Ever since Marty McFly threw on a pair of Nike Mags for the first time in Back to the Future II (1989), fans have been waiting for the day when sneakers could lace themselves. The company filed a patent for auto-lacing technology in 2010 and showed it in action with Michael J. Fox in 2015. Now, according to Complex, Nike has revealed that runners will soon be able to purchase the auto-lacing shoe in stores.

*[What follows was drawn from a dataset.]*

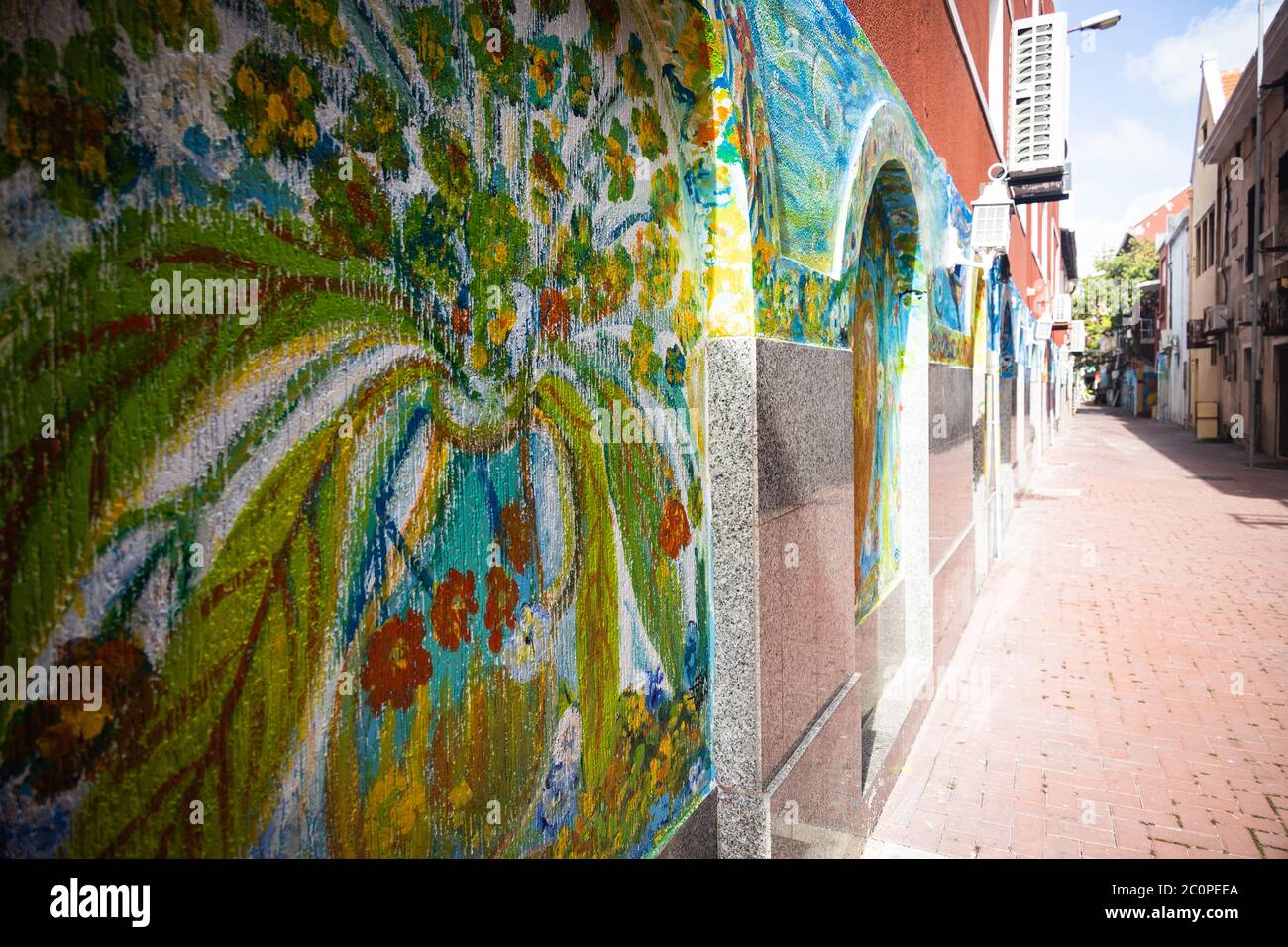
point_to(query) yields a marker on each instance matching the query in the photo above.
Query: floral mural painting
(304, 346)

The Nike HyperAdapt 1.0 and its "adaptive lacing" system were introduced at a press event in New York City this week. With the help of sensors located in the heels, the lacing system activates as soon as the wearer puts the sneakers on. To adjust the fit, the wearer can press one of two buttons located on the side of each sneaker: the button with a plus sign to tighten, and the one with a minus sign to loosen.

While early prototypes came in the form of snowboard boots with a generator attached to the outside, the Nike HyperAdapt 1.0 features a small mechanism located under the foot.

Next up: Creating footwear that knows when the wearer wants a looser or tighter fit—and makes adjustments automatically. "That’s where we’re headed. In the future, product will come alive," Nike designer Tinker Hatfield said.

Nike hasn't yet shared the exact release date or price, but the company predicts that consumers will be able to purchase the Nike HyperAdapt 1.0 in three colors beginning this holiday season. The initial sale will only be open to Nike+ members.